Published online by Cambridge University Press: 09 February 2010
The number of inhabitants here has increased all too much so that the [already] high price of property has gone up.
- Gerichtsprotocoll (1751)It might be argued that a truly kin-controlled land system would be one in which land never comes onto the market. Commercialization of property might then be considered one indicator of a move away from ascribed relationships to ones of convenience and mutual advantage. Simply to measure an increasing commercialization of land – the amount coming onto the market, its price, and its rate of turnover – would be a first step in showing the rate at which it lost its capacity to integrate family interests.
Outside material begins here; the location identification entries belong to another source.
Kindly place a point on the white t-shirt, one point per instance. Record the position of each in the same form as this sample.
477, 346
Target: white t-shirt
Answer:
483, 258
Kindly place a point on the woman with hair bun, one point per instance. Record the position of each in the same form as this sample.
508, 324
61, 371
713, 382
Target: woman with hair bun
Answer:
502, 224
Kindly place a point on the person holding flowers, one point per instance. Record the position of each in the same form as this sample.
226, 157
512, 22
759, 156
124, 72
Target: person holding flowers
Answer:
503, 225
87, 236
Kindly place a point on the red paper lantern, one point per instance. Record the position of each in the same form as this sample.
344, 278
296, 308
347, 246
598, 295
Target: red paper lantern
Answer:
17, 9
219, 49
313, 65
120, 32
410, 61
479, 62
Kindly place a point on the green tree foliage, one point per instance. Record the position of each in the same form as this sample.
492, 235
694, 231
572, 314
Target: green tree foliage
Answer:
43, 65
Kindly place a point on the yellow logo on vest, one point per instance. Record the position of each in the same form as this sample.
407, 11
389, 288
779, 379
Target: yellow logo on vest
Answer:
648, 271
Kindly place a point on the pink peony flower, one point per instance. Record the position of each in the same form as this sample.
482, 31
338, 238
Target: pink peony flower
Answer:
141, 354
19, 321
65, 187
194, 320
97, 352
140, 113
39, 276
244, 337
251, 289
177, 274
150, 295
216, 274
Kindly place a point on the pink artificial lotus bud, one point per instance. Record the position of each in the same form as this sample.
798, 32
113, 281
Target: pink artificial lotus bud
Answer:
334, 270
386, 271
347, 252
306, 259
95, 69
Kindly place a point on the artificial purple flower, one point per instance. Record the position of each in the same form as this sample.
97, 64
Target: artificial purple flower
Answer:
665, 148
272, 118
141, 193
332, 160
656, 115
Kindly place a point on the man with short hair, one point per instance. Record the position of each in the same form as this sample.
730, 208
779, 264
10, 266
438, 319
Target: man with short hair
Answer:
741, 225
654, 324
An increase in the amount of land bought and sold and in the volume of transactions, a decline in barter, a decrease in the average-size plot, a rise in the average price, an increase in the formality of transaction, and a decline in encumbrances on property – each of these things would seem to describe separately sufficiently but together overwhelmingly the rate at which property holding was divorced from family considerations. They might even be taken as a measure of the trajectory of individualism. A further step in the analysis would be to trace the relationships between buyers and sellers to see if kin sold to one another and to what kind of kin. Whatever results might be found would not, however, be lacking in ambiguity. Suppose that in a period of low market turnover of land people did not sell to kin, but under opposite conditions did.